Cornelia Bishop, the daughter of Joseph Matherian Bishop and Ella Martha Cummings, was born Sunday, October 4th, 1896 in The Bend of Four Hole Swamp, Dorchester County, SC. She died on Sunday, July 2nd, 1989 at the home of her son Sidney Wells Mims Jr., and was buried on Monday, the 3rd in Bethel United Methodist Church Cemetery, Dorchester County, SC.
The Courtship of Sidney Wells Mims Sr. and Cornelia Bishop
Courtship in those days generally was much more old-fashioned. Dating couples were often accompanied by the girl's sibling(s) - often sisters. Or they went out in groups. Or they were chaperoned by parents, aunts, uncles, etc. People spent Sunday afternoons riding around in the family wagon to visit neighbors and "set a spell". In more urban areas, it was common for the ladies to carry "calling cards". If they stopped at a friend's house for a visit and no-one was home, they'd write a short note on the back of one of their name cards and leave it on the door where it would be found later.
During the time of their courtship (1912-1915), Sidney Mims was a student at Clemson College (now Clemson University) and Porter-Gaud Military Academy in Charleston, SC and Cornelia Bishop was attending the local school in Harleyville - about 40 miles away from Charleston (a day's journey in those days). Schooling at the local level was sporadic in rural areas. During harvest and planting seasons, school was often closed so that the children could help their families with the farm. My grandmother enjoyed school as a break from the full-time work that they had on the farm. She always enjoyed learning new things.

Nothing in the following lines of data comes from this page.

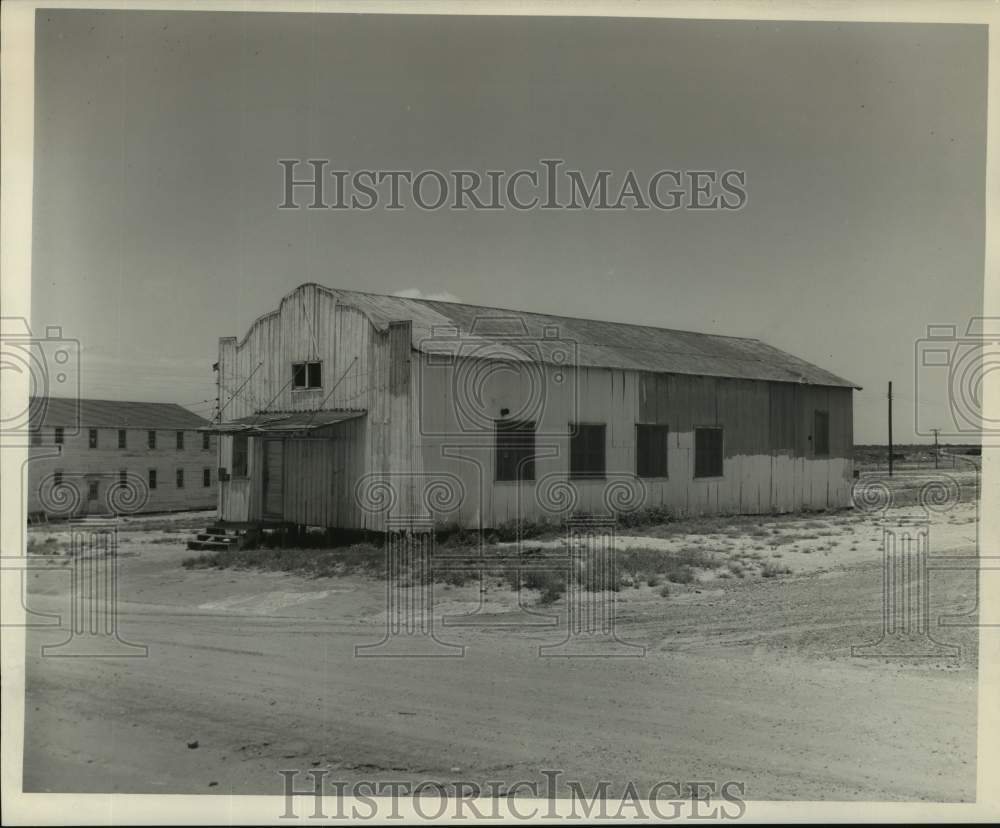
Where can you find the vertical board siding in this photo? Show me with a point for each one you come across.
(423, 423)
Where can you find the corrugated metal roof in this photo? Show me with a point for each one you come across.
(280, 421)
(57, 411)
(443, 327)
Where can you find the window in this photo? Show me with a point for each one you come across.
(651, 450)
(515, 450)
(821, 434)
(239, 455)
(306, 375)
(586, 450)
(708, 452)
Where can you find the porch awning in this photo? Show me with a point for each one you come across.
(280, 422)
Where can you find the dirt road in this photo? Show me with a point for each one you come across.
(749, 681)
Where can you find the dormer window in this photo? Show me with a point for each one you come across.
(307, 375)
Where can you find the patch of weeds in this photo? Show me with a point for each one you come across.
(770, 570)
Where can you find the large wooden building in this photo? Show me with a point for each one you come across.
(107, 456)
(347, 409)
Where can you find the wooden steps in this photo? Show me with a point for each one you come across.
(219, 537)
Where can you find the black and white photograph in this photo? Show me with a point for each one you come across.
(499, 413)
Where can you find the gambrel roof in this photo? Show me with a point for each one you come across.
(594, 343)
(503, 334)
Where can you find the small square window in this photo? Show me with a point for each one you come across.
(515, 450)
(651, 450)
(307, 375)
(586, 450)
(708, 452)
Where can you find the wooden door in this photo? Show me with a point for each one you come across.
(273, 479)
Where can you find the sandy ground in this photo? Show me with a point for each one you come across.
(744, 679)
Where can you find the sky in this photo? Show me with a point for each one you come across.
(156, 226)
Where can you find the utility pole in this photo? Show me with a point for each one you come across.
(890, 428)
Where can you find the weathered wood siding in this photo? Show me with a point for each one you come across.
(428, 431)
(769, 462)
(80, 465)
(364, 368)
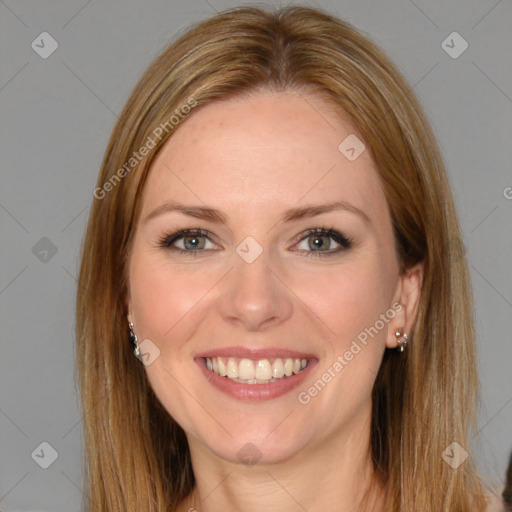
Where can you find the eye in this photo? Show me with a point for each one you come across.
(191, 240)
(318, 242)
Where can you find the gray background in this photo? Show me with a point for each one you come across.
(57, 114)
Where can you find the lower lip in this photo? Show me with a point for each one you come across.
(251, 392)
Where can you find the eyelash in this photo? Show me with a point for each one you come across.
(344, 242)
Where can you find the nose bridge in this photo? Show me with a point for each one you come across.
(254, 295)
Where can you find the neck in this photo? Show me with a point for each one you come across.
(333, 475)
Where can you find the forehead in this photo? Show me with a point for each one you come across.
(263, 154)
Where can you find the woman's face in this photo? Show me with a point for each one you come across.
(258, 290)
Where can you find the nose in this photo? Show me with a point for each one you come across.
(255, 296)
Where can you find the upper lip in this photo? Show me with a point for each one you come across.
(254, 353)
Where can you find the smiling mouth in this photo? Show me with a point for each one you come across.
(255, 371)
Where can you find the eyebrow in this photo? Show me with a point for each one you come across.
(290, 215)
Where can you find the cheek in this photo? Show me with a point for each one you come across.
(161, 297)
(349, 298)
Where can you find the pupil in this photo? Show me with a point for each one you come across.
(318, 242)
(193, 241)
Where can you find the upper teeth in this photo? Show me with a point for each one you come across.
(255, 370)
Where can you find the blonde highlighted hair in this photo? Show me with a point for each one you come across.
(136, 456)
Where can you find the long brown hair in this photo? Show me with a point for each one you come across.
(136, 456)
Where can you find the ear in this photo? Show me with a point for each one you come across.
(128, 308)
(406, 298)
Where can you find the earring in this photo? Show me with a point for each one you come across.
(401, 342)
(133, 339)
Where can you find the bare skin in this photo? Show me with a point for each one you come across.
(252, 159)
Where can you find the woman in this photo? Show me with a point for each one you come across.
(274, 232)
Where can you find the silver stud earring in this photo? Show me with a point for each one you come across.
(133, 339)
(401, 342)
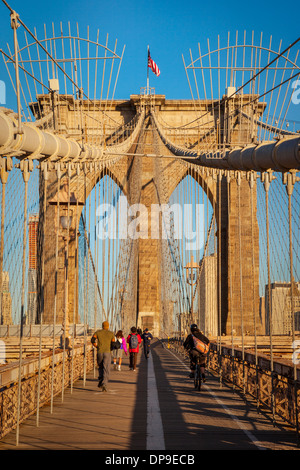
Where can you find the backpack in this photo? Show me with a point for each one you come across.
(200, 346)
(134, 342)
(116, 344)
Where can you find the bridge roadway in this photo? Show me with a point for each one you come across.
(154, 408)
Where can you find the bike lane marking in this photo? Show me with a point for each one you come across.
(155, 432)
(228, 411)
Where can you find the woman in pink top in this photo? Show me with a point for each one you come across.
(134, 340)
(118, 353)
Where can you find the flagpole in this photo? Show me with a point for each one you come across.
(147, 71)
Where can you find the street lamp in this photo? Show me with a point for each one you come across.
(192, 269)
(65, 203)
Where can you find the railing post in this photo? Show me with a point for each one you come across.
(289, 179)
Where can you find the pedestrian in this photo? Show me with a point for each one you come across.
(118, 353)
(146, 337)
(189, 345)
(134, 340)
(102, 340)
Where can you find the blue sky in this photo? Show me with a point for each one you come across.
(170, 28)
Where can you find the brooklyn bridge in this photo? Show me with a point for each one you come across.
(154, 213)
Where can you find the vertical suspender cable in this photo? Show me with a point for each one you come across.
(239, 177)
(75, 293)
(220, 264)
(58, 170)
(4, 175)
(252, 182)
(44, 171)
(26, 174)
(289, 188)
(267, 178)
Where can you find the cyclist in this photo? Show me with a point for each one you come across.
(193, 353)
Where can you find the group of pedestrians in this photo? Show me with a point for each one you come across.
(110, 345)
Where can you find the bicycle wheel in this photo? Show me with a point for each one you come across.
(197, 378)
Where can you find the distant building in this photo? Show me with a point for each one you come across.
(5, 318)
(208, 305)
(32, 269)
(281, 307)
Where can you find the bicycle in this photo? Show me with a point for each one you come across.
(197, 375)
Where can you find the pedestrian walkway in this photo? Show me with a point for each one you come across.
(153, 408)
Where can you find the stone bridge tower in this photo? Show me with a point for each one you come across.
(136, 176)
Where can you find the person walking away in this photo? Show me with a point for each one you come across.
(134, 340)
(118, 353)
(190, 345)
(146, 337)
(102, 340)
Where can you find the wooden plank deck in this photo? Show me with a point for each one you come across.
(120, 420)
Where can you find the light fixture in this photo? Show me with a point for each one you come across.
(65, 221)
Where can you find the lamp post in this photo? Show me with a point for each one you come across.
(67, 235)
(192, 269)
(65, 202)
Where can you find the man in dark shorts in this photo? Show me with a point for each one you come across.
(146, 337)
(193, 353)
(102, 340)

A few years ago I found an old wooden "Flor de Franklin" cigar box on the shelf in a closet at my parents' home. In it were stored the letters and postcards that Cornelia Bishop and Sidney Mims sent each other during those years. Grandmother had saved them and forgotten them as the years passed by. Then Mom found them and kept them as a treasure. I pass them on as a treasure to be shared - with talk of times long past, and the silly chatter and jokes of youth amid the seriousness of everyday life and hard work.
The family of Sidney Wells Mims Sr. and Cornelia Bishop
Sidney Wells Mims Sr. and Cornelia Bishop were married on Wednesday, October 4th, 1916 in Bethel Methodist Church in Dorchester County, SC. They had the following children:
- Sidney Wells Mims Jr. (1918-1997)
- Ida Lillian Mims (1924-1999)
- daughter (living)
- Thomas Harry Mims (1930-1985)
Once when I asked how they met, grandmother said that one day when she was a baby and he was 3 years old they were riding with their families. As their wagons passed each other going in different directions, his parents pointed at the baby in the other wagon and said to him, "You see that baby? That's Cornelia Bishop. She's going to be your wife some day." Then she laughed. They had "always" known each other.